Late last year, Thompson determined that Rodriguez had progressed sufficiently that, though he had not completed even the second phase of Atascadero’s four-phase inpatient treatment plan, there was no longer any reason to keep him locked up. She drove down to San Diego County and learned that his tribe was willing to take him in and could offer him outpatient treatment in a community setting that rivaled anything the state had to offer. She wrote to the district attorney, asking him not to press for recommitment in 2004. Of the approximately 270 men she had treated at ASH, she wrote, “I have never before recommended the unconditional release of a single patient.”

On the afternoon of May 29, coincidentally Thompson’s next to last day at Atascadero (she had earlier resigned, she says, for a combination of personal reasons, burnout and disgust with the hypocrisy of the state mental-health bureaucracy), she opened an e-mail from Sylvia Graber, James Rodriguez’s public defender. The D.A. had sent investigators out to talk to Randy and Eddie, and Graber had just listened to the tapes of the interviews. Randy’s statements were ambiguous, Graber wrote, but Eddie’s were not: “He says that the molests never happened.”

“I flipped out,” Thompson says. “I just flipped my lid. I was angry that he had duped me.” She called Rodriguez into her office. “He said, ‘What else could I do?’ And he was right — what else could he do?” She listened to the tapes of Eddie’s and Randy’s interviews with the D.A. and reviewed all the old transcripts. She reconsidered everything Rodriguez had said and done since 1998. “That’s when it all made sense.”

Confessions, Part II

Graber was right — the taped interview with Randy is ambiguous, but not when it comes to James Rodriguez.
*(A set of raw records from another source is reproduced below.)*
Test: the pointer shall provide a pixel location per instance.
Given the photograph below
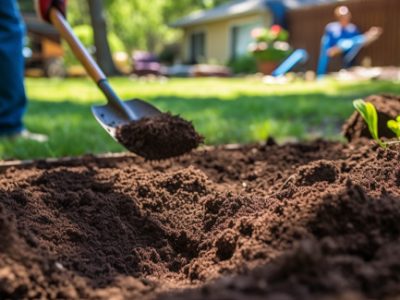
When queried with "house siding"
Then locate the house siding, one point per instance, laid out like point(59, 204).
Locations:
point(218, 36)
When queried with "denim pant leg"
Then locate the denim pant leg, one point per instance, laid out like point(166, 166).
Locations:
point(12, 90)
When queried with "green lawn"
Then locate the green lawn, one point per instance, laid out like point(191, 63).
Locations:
point(223, 110)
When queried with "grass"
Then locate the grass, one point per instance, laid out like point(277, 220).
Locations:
point(223, 110)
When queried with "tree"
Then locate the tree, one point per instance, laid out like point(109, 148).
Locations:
point(99, 25)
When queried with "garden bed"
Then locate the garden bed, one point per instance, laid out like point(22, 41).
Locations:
point(296, 221)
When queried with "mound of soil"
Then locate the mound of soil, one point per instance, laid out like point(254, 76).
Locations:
point(318, 220)
point(388, 108)
point(159, 137)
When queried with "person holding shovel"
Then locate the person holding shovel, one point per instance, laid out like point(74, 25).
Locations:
point(13, 99)
point(343, 38)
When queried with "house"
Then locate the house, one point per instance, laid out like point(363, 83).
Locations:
point(224, 32)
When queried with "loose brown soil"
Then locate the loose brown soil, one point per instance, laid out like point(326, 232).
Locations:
point(159, 137)
point(318, 220)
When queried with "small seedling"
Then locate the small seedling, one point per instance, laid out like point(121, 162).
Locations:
point(394, 125)
point(368, 112)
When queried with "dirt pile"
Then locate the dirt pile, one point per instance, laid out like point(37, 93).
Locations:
point(388, 108)
point(159, 137)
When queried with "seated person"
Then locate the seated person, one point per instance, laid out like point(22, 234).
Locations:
point(343, 38)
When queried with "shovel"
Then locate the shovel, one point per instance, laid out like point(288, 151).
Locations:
point(116, 112)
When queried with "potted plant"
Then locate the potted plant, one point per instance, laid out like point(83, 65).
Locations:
point(270, 47)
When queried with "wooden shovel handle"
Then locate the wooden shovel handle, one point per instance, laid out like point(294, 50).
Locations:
point(65, 30)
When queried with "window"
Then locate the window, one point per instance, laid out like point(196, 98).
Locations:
point(197, 47)
point(241, 38)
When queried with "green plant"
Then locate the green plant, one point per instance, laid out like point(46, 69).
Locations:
point(245, 64)
point(368, 112)
point(394, 125)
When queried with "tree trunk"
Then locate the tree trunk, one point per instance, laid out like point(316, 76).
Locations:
point(103, 52)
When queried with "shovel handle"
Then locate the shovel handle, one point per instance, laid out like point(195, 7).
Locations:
point(65, 30)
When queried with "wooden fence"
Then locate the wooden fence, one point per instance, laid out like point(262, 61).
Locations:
point(307, 25)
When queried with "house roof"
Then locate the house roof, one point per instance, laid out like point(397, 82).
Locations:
point(239, 8)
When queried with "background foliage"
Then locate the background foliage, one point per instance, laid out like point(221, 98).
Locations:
point(139, 24)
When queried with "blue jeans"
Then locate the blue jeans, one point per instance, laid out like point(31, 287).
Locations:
point(350, 48)
point(12, 90)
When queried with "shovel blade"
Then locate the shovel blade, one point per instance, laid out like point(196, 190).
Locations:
point(110, 116)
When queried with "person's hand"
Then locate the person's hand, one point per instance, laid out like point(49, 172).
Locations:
point(43, 7)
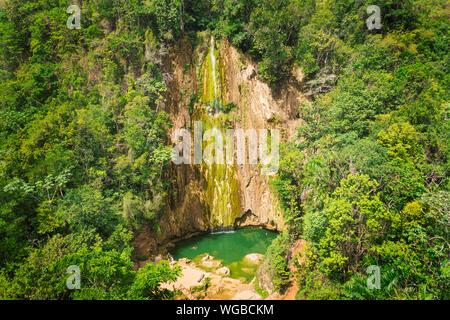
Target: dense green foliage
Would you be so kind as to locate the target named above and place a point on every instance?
(83, 145)
(369, 184)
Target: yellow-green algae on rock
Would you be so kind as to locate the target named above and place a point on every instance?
(222, 192)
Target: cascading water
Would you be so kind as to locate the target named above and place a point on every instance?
(222, 187)
(212, 56)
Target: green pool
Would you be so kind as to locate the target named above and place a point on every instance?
(230, 247)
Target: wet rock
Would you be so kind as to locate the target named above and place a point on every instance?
(254, 258)
(247, 295)
(184, 260)
(224, 271)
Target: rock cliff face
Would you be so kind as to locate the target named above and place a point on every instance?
(207, 197)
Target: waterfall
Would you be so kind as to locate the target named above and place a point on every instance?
(213, 65)
(221, 188)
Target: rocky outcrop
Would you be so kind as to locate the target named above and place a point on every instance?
(224, 271)
(188, 207)
(254, 258)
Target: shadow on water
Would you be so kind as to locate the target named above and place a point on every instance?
(228, 246)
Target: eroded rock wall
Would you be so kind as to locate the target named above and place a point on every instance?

An investigator for the Riverside D.A.’s Office named Mary Ortiz spoke with Randy in February at the adult group home in which he was then residing. Randy was scared from the start. When Ortiz asked if he remembered the house on Pepper Court, Randy answered in a frightened, childish voice, “It’s not a good thing to say. It’s making me more scared inside that I’m have that happen again.” He told her that his father had abused him a lot, whipping him with a belt, scarring his head with the buckle. “He hurt me,” Randy said. “He makes me do a lot of things that I can’t say.”

Ortiz asked if he was scared “because of the things James did to you.” Randy answered, “Who’s James? I don’t know James.”

Later, he said that his father “makes me do a lot of stuff on his body.” He also said that he missed his father, and forgave him, and that he badly missed Eddie, whom he had not seen for years. The only person he did not miss was his aunt Naoma. “I don’t want to talk about her,” he said. “I don’t like her.”